Without waiting for Kirsten or Seth to answer I headed for the pool house and knocked on the glass door.
"Yes?" Ryan came to open it. "Ehrm… I… you… what were you thinking about?"
"You don't have to be so polite." I gently led Ryan to go into the pool house and limping on one leg, a crutch and a prosthetic he went to sit down on the bed. "It's enough if you just ask me what I want or what I'm doing here… hrm…" I cleared my throat as to buy myself some time and figure what to say. "Your father paid us a visit. Tonight at half past three…"
"Ehrm… sorry."
"Sorry? You did nothing wrong. Anyway. Obviously he had something to say and what he said sounded… wise." Ryan was sitting by the head of his bed and I went and sat down on the foot of it. "He… He said he wants us to take care of you… That we should… adopt you…"
"Hasn't he said stuff like that before?"
"He did." I nodded. "But this time, he said. He wasn't doing it for himself. He was doing it for you. And it sounded like he figured that we'd be a better family than himself."
All these words sounded so simple and plain.
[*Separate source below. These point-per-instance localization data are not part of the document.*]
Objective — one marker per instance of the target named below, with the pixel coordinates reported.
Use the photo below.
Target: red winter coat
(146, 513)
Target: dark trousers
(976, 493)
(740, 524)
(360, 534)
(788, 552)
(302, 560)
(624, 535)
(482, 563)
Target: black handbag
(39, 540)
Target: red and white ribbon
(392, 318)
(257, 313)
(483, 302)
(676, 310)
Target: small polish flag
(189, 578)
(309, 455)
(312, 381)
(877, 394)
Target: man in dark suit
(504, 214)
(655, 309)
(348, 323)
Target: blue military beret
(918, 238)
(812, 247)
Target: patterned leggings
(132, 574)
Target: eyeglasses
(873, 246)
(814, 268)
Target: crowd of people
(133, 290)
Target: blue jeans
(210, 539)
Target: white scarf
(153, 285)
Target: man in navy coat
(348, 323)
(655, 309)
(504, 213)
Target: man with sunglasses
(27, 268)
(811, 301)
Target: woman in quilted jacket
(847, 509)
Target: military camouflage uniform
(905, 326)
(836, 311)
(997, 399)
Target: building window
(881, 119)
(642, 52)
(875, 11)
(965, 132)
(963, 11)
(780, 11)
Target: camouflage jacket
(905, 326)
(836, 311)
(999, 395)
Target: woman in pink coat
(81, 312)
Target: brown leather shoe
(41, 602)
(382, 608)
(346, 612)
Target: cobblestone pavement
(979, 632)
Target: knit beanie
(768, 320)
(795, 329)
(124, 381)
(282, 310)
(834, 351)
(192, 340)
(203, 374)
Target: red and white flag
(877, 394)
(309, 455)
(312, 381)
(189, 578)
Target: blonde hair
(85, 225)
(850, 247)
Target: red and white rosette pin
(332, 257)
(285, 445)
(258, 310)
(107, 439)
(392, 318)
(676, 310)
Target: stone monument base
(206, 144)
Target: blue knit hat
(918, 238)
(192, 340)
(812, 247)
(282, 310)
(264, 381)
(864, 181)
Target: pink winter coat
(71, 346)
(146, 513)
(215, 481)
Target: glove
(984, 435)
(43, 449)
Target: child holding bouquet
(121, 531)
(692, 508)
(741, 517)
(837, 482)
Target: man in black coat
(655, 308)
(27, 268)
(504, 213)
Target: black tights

Like I should have bigger ones to explain everything.
"He is right about that though."
"Ryan…." I patted his shoulder as if that would make my words bigger and more real. "…I just… Just always know that while you're with us, in this house. We aren't going to just leave you with someone else and hope for the best… But. As it seemed. Now, at last. Frank had really done some real thinking and as you just said, he might be right."
But whatever they were, and whatever Ryan thought about it he didn't say a word after that. I could still not even imagine what he was feeling. But I guess something in both me and him wanted to get away from Frank all along.
"Kirsten and Seth were talking just now… about getting away. Just for a few days… Of course I wouldn't make you do anything you don't want to. But they were talking about going away and they talked about Berkeley, where we moved from when Seth was little. Berkeley isn't far away. We could get there and back again in less than one day if we wanted that… I couldn't imagine what it must feel like for you right now. But I do know if it was me… I'd just like to get away from it for just a few days at least while… something ends and something new starts."
I did know very well I couldn't imagine how thoughts were spinning in his mind.
That was when I suddenly remembered something.
"We could go away during your birthday… and an adoption is paper work and lawyers back and forth. So it would be nice for you to get away from it for just a few days… for your birthday."
Ryan still didn't answer. The whole pool house was all quiet for a long while before I just knew I would be the one to speak again.
"Look. Ryan. I don't want you to say it's okay just because you think it's what I want to hear. Because I want to hear what you think… we could let Kirsten and Seth go if nothing else… Sorry, I'm going to be quiet now so you can actually answer."
It was all quiet for another long while.
"Would you like some time of your own in here so you can think about things of your own?"
"Hmm…" Ryan thought for another while. "No… I guess…. I mean… Going away for my birthday wouldn't be so bad."
Random fact
I actually wrote most of this chapter, then had everything else written before I decided on how to write the beginning.